IEEE Trans Biomed Eng. 2021 Oct;68(10):3110-3121. doi: 10.1109/TBME.2021.3065146. Epub 2021 Sep 20.
Cardiovascular diseases are the most common cause of global death. Endovascular interventions, in combination with advanced imaging technologies, are promising approaches for minimally invasive diagnosis and therapy. More recently, teleoperated robotic platforms target improved manipulation accuracy, stabilisation of instruments in the vasculature, and reduction of patient recovery times. However, benefits of recent platforms are undermined by a lack of haptics and residual patient exposure to ionising radiation. The purpose of this research was to design, implement, and evaluate a novel endovascular robotic platform, which accommodates emerging non-ionising magnetic resonance imaging (MRI).
We proposed a pneumatically actuated MR-safe teleoperation platform to manipulate endovascular instrumentation remotely and to provide operators with haptic feedback for endovascular tasks.

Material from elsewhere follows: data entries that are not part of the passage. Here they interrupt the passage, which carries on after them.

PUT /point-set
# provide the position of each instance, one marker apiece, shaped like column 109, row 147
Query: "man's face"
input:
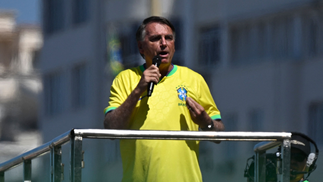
column 297, row 163
column 158, row 39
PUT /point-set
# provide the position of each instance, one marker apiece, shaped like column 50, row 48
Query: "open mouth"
column 163, row 54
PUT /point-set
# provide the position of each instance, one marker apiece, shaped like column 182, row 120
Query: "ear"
column 141, row 50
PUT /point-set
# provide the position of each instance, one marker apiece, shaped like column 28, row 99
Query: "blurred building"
column 20, row 86
column 261, row 59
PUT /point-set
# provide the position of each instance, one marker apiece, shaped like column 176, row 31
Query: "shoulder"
column 187, row 72
column 130, row 72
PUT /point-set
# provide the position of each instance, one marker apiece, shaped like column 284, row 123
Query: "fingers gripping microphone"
column 156, row 62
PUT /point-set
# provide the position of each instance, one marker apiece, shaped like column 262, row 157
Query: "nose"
column 163, row 42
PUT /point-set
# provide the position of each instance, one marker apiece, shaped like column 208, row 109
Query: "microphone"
column 156, row 62
column 294, row 172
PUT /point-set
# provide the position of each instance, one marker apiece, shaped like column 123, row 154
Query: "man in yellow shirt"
column 181, row 100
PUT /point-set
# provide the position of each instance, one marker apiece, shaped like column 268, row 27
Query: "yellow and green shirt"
column 162, row 160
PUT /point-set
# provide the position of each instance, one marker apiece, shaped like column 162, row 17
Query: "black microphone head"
column 157, row 60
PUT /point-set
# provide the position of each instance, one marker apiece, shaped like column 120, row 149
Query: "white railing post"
column 57, row 171
column 27, row 170
column 76, row 159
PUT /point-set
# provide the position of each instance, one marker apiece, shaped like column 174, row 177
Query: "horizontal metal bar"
column 144, row 134
column 182, row 135
column 43, row 149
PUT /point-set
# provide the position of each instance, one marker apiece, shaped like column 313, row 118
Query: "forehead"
column 156, row 28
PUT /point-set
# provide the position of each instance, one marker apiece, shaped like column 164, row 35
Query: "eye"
column 169, row 37
column 155, row 38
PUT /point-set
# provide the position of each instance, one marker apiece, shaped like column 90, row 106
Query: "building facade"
column 262, row 61
column 20, row 86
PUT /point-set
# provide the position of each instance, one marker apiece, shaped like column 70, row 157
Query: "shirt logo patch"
column 182, row 93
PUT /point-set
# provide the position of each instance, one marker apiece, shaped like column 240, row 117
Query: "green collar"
column 143, row 67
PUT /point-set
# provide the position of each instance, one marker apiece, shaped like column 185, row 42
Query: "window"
column 79, row 86
column 315, row 122
column 311, row 36
column 209, row 46
column 80, row 11
column 53, row 15
column 53, row 92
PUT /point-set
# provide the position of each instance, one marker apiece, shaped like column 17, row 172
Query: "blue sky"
column 28, row 11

The platform task performance was evaluated in an ex vivo cannulation study with clinical experts ( N = 7) under fluoroscopic guidance and haptic assistance on abdominal and thoracic phantoms.

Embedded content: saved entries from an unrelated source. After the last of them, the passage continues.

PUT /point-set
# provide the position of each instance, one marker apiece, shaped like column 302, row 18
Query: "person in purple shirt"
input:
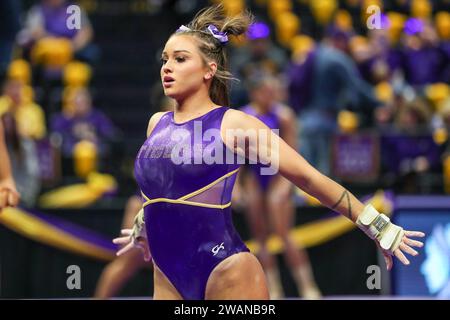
column 421, row 43
column 83, row 122
column 268, row 198
column 8, row 192
column 186, row 171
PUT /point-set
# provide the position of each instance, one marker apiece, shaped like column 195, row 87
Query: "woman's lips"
column 168, row 81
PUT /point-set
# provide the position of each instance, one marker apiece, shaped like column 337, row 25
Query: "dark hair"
column 213, row 49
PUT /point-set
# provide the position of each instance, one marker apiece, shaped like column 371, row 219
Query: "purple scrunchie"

The study demonstrated that the robotic dexterity involving pneumatic actuation concepts enabled successful remote cannulation of different vascular anatomies with success rates of 90%-100%. Compared to manual cannulation, slightly lower interaction forces between instrumentation and phantoms were measured for specific tasks. The maximum robotic interaction forces did not exceed 3N.

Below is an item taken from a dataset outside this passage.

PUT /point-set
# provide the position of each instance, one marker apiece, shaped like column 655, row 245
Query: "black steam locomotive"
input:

This research demonstrates a promising versatile robotic technology for remote manipulation of endovascular instrumentation in MR environments.
The results pave the way for clinical translation with device deployment to endovascular interventions using non-ionising real-time 3D MR guidance.
心血管疾病是全球死亡的最常见原因。血管内介入治疗与先进的成像技术相结合,是微创诊断和治疗的有前途的方法。最近,远程操作机器人平台旨在提高操作精度、稳定血管内器械以及减少患者康复时间。然而,最近的平台的优势因缺乏触觉反馈和患者仍会暴露在电离辐射下而受到削弱。本研究旨在设计、实现和评估一种新型的血管内机器人平台,该平台可适应新兴的非电离磁共振成像(MRI)技术。
我们提出了一种气动驱动的磁共振安全远程操作平台,用于远程操作血管内器械,并为操作人员提供血管内任务的触觉反馈。该平台的任务性能在一项离体插管研究中进行了评估,该研究由临床专家(N=7)在透视引导和腹部及胸部体模上的触觉辅助下进行。
研究表明,涉及气动致动概念的机器人灵巧性能够成功地远程插管不同的血管解剖结构,成功率为 90%-100%。与手动插管相比,在特定任务中,器械与体模之间的交互力略低。最大机器人交互力不超过 3N。
这项研究展示了一种有前途的多功能机器人技术,可用于磁共振环境下的血管内器械远程操作。
该结果为使用非电离实时 3D MR 引导的血管内介入治疗部署设备铺平了道路。